Oh ! Marie-Madeleine, que de détails inutiles !

marie-madeleine, malicieusement.

Tu trouves, chère ? Abrégeons alors. Je n’ajoute que ceci. Grand’mère, le plus jeune des deux frères, Thomas Godefroy de Normanville ressemble vraiment à un jeune grec. Il est comme Jean, son aîné, un canotier incomparable et possède l’estime des sauvages pour son adresse aux jeux. Ai-je bien répété tes paroles, Louise ?

louise couillard, riant.

Tu n’as rien omis.

jacqueline potel

Et tout cela est vrai. Je connais les jeunes Godefroy. Excepté Jean Nicolet peut-être, ou François Marguerie, Trois-Rivières ne possède pas de plus fins, de plus vaillants, de plus pieux gentilshommes. Et quels merveilleux truchements (interprètes) sont-ils tous ! Nos missionnaires affirment qu’ils parlent les langues sauvages beaucoup mieux que les sauvages eux-mêmes.
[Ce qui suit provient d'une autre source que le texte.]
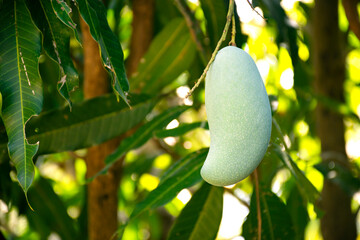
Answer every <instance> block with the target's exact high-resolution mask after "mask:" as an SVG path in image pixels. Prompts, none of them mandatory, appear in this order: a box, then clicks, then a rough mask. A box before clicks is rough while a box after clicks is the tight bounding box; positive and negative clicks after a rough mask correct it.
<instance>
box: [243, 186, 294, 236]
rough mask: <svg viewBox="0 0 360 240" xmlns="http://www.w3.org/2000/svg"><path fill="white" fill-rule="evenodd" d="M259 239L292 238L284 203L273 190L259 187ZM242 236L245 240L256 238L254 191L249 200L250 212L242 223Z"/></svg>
mask: <svg viewBox="0 0 360 240" xmlns="http://www.w3.org/2000/svg"><path fill="white" fill-rule="evenodd" d="M259 199H260V210H261V223H262V224H261V239H262V240H268V239H270V240H275V239H294V237H295V233H294V227H293V224H292V221H291V217H290V215H289V213H288V212H287V209H286V205H285V204H284V203H283V202H282V201H281V200H280V199H279V197H278V196H276V195H275V194H274V193H273V192H271V191H269V190H267V189H263V188H260V194H259ZM243 237H244V238H245V239H246V240H257V239H258V218H257V203H256V193H255V192H254V193H253V194H252V197H251V202H250V213H249V215H248V216H247V219H246V221H245V223H244V225H243Z"/></svg>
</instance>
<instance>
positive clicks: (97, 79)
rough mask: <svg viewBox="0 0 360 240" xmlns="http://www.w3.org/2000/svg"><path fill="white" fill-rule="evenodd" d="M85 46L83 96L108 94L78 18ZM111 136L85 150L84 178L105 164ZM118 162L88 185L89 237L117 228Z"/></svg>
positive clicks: (85, 32)
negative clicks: (107, 138)
mask: <svg viewBox="0 0 360 240" xmlns="http://www.w3.org/2000/svg"><path fill="white" fill-rule="evenodd" d="M81 30H82V34H83V48H84V95H85V98H86V99H89V98H93V97H97V96H100V95H103V94H105V93H108V91H109V79H108V77H109V76H108V74H107V72H106V71H105V69H104V67H103V64H102V62H101V59H100V53H99V46H98V44H97V43H96V42H95V40H94V39H93V38H92V36H91V34H90V31H89V27H88V26H87V24H86V23H85V22H84V21H81ZM118 143H119V140H118V139H113V140H110V141H108V142H105V143H103V144H100V145H98V146H94V147H91V148H89V149H88V153H87V157H86V166H87V173H86V175H87V177H91V176H93V175H94V174H96V173H97V172H98V171H100V170H101V169H102V168H103V167H105V164H104V160H105V158H106V156H108V155H109V154H110V153H111V152H112V151H113V150H114V149H115V148H116V146H117V145H118ZM120 168H121V163H118V164H115V165H114V166H113V167H112V168H110V170H109V171H108V173H107V174H106V175H102V176H99V177H97V178H95V179H94V180H93V181H92V182H91V183H89V184H88V187H87V208H88V211H87V212H88V239H89V240H104V239H105V240H106V239H110V238H111V237H112V235H113V234H114V233H115V232H116V230H117V228H118V223H117V209H118V198H117V191H118V187H119V180H120Z"/></svg>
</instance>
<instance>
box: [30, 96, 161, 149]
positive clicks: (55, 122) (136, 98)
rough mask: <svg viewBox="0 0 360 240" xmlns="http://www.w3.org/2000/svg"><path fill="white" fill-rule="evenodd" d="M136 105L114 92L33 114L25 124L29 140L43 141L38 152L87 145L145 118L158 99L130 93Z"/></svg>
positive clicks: (82, 147)
mask: <svg viewBox="0 0 360 240" xmlns="http://www.w3.org/2000/svg"><path fill="white" fill-rule="evenodd" d="M129 101H130V102H131V104H132V105H133V106H132V108H131V109H130V108H128V107H127V105H126V104H125V103H124V102H120V103H119V102H117V100H116V97H115V95H114V94H108V95H105V96H101V97H98V98H93V99H90V100H87V101H84V102H82V103H76V104H74V105H73V109H72V111H70V110H69V108H67V107H63V108H61V109H58V110H53V111H50V112H45V113H42V114H40V115H39V116H36V117H33V118H32V119H31V120H30V121H29V123H28V124H27V126H26V134H27V136H28V138H29V142H38V141H40V148H39V153H40V154H44V153H54V152H62V151H70V150H76V149H81V148H87V147H90V146H93V145H96V144H100V143H102V142H104V141H107V140H109V139H111V138H113V137H116V136H119V135H120V134H122V133H124V132H126V131H127V130H129V129H130V128H132V127H133V126H135V125H136V124H138V123H140V122H141V121H143V119H144V118H145V116H146V115H147V114H148V113H149V112H150V111H151V109H152V108H153V106H154V104H155V101H154V100H149V99H148V97H146V96H143V95H130V96H129Z"/></svg>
Le grave et pur regard de Marie Le Neuf s’attache sur Mme  Bourdon. L’éloge des frères Godefroy fait battre plus vite son cœur. « N’est-ce pas étrange ? » songe-t-elle… Puis, voyant que son émoi est deviné par la perspicace Marie-Madeleine, elle redevient indifférente et se lève.

marie le neuf

Chère Madame Le Gardeur, il est temps, je crois, de nous mettre en route. Vous permettrez que nous entraînions Julien dans nos fugues charitables ? Aussi Perrine et Charlot, s’ils le désirent.

perrine

J’irai avec plaisir.

(Elle se lève et glisse sa main dans celle de Marie Le Neuf.)
marie-madeleine

Si je vous tenais compagnie, grand’mère, durant leur absence ?

(Se tournant vers Mme  Bourdon.)

Vous resterez, amie Jacqueline ?

catherine de cordé, regardant avec affection sa favorite.

Je serai heureuse de te garder près de moi, petite. Et Jacqueline restera.